Diğer iki karakterimiz Patrick ve Art da çok enteresan. Patrick de Art da başta gerçek başarı için gereken her şeye sahip değiller. İkisi de çok yetenekli, ancak eksikleri var. Patrick’te o hırs, o “drive” eksik. Tam potansiyelini açığa çıkartamıyor dolayısıyla, profesyonel sporcu adam sigara içiyor bir kere. Art’da da yeterli özgüven yok, kendinden emin değil. Mental olarak zayıf, Ayşe bunu eline kukla gibi alıp oynatmaya başlayınca ancak o zaman gerçek başarıya ulaşabiliyor.

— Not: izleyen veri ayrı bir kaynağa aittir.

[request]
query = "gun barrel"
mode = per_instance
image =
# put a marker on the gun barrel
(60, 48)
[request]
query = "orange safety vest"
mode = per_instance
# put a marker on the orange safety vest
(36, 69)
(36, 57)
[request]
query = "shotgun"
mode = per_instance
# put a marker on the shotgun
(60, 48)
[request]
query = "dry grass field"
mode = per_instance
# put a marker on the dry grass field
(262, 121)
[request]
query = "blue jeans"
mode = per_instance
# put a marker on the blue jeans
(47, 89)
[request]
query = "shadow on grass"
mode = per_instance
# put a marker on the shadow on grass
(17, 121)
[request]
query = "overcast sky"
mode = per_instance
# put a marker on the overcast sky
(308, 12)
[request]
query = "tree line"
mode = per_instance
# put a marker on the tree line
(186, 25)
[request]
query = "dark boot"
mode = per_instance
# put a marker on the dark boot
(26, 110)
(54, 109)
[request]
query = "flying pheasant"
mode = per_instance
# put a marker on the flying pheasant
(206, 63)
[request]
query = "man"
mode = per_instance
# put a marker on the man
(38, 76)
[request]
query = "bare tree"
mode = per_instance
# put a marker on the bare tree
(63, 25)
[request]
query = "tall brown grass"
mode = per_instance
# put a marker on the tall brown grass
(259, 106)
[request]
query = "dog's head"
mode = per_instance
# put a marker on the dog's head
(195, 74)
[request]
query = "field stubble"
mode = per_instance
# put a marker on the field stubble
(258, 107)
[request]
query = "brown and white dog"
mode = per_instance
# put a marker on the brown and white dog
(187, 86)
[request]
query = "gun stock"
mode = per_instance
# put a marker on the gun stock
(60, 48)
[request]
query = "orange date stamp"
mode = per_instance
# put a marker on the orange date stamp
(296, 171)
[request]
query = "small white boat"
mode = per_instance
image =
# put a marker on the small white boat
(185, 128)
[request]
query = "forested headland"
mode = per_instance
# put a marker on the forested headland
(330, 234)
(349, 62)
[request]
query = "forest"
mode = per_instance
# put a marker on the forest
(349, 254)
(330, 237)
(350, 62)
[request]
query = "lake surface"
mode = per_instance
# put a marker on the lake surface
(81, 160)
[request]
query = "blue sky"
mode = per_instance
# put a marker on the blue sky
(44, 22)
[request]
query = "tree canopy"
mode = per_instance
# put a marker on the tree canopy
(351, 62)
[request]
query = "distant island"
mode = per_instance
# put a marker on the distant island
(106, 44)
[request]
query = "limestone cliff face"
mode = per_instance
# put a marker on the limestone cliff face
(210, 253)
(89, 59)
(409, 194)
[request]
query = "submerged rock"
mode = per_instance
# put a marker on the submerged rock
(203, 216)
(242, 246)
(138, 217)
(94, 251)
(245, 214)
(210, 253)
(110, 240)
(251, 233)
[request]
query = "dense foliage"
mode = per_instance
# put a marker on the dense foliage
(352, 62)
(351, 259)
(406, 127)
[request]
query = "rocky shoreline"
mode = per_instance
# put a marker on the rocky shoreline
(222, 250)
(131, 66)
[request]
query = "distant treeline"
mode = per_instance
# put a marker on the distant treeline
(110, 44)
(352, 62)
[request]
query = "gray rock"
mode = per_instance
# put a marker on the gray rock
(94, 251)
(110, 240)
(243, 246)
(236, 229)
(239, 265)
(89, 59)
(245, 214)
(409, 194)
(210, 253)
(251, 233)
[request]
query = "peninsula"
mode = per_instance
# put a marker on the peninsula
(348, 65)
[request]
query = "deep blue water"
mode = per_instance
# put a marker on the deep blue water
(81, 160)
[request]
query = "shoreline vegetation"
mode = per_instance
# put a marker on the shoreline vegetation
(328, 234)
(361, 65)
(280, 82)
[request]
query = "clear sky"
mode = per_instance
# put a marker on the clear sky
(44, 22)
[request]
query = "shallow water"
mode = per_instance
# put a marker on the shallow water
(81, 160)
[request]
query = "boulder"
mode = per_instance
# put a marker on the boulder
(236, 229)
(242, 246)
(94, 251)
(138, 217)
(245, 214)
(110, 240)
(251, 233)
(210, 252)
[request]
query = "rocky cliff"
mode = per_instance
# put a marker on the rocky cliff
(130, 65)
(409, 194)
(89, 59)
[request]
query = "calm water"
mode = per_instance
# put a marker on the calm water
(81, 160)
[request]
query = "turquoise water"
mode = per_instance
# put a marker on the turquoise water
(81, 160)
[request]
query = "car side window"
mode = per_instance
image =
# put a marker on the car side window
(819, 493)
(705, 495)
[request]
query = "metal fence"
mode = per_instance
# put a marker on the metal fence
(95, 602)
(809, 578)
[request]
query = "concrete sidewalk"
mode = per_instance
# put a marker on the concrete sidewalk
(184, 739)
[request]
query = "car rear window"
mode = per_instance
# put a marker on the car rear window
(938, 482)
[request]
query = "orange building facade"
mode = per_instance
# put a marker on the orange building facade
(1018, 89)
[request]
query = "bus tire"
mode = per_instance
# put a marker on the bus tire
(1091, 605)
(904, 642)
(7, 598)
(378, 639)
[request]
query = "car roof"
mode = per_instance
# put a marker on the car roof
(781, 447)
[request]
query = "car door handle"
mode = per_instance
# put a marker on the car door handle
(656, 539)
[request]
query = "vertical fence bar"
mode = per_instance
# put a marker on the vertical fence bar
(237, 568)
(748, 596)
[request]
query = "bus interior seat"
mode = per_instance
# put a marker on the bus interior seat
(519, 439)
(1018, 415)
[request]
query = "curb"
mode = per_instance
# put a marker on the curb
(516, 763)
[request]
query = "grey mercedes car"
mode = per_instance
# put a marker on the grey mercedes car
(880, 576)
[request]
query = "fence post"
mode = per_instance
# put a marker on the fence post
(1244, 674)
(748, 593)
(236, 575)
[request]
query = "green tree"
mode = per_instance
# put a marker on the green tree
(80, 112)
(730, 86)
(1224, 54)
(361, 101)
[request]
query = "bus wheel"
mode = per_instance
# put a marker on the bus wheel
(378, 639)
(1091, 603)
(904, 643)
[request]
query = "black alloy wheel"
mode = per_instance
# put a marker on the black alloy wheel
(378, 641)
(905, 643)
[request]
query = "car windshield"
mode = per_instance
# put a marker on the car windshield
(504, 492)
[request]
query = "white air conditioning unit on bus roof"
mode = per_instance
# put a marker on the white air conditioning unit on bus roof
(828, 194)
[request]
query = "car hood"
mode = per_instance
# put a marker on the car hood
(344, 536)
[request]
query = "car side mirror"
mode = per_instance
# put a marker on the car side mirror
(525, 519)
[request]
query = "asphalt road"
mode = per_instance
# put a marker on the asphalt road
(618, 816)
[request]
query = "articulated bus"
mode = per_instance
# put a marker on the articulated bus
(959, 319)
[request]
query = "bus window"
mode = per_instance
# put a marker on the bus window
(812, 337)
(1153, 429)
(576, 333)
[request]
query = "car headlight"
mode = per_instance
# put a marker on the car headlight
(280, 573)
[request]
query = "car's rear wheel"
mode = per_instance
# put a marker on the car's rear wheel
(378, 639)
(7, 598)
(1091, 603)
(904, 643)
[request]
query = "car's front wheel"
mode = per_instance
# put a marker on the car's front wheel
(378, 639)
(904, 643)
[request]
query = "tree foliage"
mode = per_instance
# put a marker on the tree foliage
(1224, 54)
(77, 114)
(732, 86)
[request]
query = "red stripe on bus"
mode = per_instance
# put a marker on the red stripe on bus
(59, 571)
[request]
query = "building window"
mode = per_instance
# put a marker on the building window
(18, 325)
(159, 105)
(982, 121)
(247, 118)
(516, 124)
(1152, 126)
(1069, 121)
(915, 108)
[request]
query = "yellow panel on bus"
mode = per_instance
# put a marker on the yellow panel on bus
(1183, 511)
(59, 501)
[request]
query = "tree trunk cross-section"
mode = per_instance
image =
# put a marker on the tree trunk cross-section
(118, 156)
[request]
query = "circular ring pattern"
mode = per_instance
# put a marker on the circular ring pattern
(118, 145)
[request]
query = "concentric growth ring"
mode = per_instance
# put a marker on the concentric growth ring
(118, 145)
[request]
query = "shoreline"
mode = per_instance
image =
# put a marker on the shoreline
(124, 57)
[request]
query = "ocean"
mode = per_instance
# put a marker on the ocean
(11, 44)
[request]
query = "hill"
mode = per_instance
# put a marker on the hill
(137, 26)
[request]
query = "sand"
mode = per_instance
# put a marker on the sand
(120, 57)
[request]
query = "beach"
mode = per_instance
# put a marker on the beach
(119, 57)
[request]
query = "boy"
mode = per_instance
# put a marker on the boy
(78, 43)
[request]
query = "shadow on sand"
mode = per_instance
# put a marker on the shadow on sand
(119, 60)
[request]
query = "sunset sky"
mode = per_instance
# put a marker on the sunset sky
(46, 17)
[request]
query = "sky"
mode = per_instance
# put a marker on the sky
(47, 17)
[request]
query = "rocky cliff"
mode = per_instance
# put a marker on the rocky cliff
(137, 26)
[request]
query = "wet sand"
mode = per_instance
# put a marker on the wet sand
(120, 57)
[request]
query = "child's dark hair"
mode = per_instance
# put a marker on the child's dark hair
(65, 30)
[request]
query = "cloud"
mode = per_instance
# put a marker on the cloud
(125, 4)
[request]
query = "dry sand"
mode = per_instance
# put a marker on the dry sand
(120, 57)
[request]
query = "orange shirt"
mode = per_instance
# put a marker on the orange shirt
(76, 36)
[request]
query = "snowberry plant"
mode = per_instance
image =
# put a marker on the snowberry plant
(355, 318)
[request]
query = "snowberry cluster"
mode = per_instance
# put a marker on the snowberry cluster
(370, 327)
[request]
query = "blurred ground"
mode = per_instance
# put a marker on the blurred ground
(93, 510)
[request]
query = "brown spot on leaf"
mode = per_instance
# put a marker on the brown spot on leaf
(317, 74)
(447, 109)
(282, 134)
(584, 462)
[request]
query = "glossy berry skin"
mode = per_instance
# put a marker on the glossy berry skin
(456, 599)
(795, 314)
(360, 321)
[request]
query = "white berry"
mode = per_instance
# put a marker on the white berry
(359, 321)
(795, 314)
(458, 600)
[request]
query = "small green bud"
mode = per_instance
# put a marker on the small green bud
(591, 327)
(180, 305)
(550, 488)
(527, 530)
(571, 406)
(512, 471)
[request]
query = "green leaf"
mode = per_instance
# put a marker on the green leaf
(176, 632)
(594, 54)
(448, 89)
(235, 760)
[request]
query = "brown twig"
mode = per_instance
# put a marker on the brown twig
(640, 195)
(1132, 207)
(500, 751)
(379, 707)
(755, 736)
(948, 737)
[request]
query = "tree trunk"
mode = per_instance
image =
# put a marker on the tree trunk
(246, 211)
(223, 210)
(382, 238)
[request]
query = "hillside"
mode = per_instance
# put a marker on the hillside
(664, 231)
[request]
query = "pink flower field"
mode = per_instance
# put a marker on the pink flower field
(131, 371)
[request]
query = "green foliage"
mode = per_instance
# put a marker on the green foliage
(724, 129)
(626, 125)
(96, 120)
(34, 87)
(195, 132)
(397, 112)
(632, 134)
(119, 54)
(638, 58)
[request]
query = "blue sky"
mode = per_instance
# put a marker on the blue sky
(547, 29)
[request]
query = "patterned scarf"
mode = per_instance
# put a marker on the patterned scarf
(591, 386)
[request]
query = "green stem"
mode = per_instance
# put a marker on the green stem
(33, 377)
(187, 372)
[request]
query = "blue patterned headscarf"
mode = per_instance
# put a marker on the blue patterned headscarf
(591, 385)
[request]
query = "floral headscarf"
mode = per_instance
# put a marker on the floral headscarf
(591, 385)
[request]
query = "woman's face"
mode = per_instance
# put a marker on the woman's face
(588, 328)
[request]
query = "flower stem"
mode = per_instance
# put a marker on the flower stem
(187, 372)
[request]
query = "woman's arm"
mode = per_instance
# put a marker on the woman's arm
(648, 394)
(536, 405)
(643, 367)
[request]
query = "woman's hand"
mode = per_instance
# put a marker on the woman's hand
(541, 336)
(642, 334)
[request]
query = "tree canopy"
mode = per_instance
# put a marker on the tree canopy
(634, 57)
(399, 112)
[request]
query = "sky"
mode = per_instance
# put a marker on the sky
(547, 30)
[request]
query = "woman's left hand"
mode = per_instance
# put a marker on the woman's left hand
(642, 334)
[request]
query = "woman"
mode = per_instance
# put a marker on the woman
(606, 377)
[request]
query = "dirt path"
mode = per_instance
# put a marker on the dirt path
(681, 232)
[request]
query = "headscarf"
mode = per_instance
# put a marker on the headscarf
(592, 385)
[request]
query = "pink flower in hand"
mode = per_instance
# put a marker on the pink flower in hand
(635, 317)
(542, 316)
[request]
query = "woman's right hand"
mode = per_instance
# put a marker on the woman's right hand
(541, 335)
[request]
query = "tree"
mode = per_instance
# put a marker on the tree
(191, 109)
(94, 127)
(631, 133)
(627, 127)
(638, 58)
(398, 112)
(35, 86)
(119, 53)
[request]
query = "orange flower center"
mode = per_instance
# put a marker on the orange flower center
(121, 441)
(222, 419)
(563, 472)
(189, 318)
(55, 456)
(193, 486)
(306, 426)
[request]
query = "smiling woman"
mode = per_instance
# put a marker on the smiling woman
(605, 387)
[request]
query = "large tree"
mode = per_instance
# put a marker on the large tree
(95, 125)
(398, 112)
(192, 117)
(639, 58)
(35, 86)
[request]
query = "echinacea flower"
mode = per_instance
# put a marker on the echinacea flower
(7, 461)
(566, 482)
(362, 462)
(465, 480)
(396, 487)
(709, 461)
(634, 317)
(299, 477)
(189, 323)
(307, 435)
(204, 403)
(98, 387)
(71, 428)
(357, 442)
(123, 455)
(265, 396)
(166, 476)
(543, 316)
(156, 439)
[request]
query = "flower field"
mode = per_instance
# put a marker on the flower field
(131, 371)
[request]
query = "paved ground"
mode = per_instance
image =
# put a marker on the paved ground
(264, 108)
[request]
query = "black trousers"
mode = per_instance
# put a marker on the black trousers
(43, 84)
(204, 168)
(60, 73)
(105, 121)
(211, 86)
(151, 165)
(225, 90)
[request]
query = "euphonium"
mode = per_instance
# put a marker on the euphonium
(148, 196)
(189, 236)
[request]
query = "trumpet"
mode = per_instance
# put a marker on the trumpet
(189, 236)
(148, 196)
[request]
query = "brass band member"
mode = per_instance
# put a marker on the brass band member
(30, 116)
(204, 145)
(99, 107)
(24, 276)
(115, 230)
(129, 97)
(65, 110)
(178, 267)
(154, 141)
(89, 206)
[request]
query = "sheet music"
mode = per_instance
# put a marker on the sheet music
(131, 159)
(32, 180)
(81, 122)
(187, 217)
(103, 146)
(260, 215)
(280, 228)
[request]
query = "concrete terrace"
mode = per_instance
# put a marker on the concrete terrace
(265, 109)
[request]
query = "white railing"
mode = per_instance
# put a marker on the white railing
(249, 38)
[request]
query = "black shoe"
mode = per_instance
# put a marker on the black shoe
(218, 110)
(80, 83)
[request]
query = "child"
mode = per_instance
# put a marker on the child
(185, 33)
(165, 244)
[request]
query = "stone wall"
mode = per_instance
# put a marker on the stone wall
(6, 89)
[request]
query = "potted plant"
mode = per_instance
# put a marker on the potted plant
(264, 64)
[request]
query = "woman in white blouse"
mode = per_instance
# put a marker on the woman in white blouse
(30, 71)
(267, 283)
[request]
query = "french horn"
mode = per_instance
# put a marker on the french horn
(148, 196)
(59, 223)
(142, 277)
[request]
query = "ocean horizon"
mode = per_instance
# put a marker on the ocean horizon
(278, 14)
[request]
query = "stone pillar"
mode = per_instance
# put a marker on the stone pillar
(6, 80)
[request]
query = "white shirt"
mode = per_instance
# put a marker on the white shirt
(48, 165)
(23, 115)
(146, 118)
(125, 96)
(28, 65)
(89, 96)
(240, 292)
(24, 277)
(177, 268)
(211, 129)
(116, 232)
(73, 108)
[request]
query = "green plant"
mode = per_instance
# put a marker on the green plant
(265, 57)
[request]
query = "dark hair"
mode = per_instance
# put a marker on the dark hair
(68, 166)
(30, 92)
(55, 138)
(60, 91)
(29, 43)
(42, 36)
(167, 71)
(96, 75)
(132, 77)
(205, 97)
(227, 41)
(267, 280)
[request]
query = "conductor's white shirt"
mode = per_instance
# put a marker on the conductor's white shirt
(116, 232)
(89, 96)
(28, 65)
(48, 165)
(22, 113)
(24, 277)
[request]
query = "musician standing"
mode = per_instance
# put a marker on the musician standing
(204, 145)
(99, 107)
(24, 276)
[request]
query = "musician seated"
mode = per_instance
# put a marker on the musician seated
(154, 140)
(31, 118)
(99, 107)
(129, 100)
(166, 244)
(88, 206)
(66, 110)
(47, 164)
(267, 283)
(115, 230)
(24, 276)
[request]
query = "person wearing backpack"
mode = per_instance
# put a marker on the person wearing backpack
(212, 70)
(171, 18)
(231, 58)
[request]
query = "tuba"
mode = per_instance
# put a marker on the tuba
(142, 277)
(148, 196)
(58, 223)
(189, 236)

O zaman bile asıl başarı Ayşeye ait ama, Art’ın eksik olan iradesini Ayşe tamamlıyor.
Bir de bunların tenisle olan ilişkilerinden ayrı birbirleriyle de çok ilginç bir ilişkileri var. Art da Patrick de tek başlarına Ayşeyi tatmin edemiyorlar, ikisini toplasan Ayşeye yeter mi o da şüpheli. Ayşe bu ikisini de ihtiyacına göre kullanıyor. Bir de bu ikisinin kendi aralarında çok derin bir bağ var, son sahnede o bağın çok darbe almasına rağmen kopmadığını da görebiliyoruz.
Son sahneye kadar çok iyi gitmişti. Filmin kurgusu olsun, zaman örgüsü ve deli müzikleri olsun hep çok başarılı. Müzikler hele çok uymuş. Çok sert ve hızlı her şey, tıpkı Ayşe gibi. Bu tarz lineer olmayan olay örgülerini tutturmak zordur, çok iyi iş çıkarmışlar.
Sondaki climax, Patrick’in Art’la sözsüz girdiği iletişim fevkaladeydi. Ondan sonra Patrick’in Art’ ezmesini bekledim ve kardeşlik kazanınca bir garip oldum. Ancak üstüne düşündükçe sonu daha da çok beğeniyorum. Bu adamların arasında Ayşeden bağımsız derin bir sevgi ve bağ var, bunu çok güzel başarmayı becermişler.
Araya kadın girdikten sonra dostluğun bozulmaması mümkün mü? Ayşe farklı karakterde bir kadın olsaydı sonuç farklı olur muydu? Bu soruların cevabı bende yok, ancak film harika, o konuda eminim.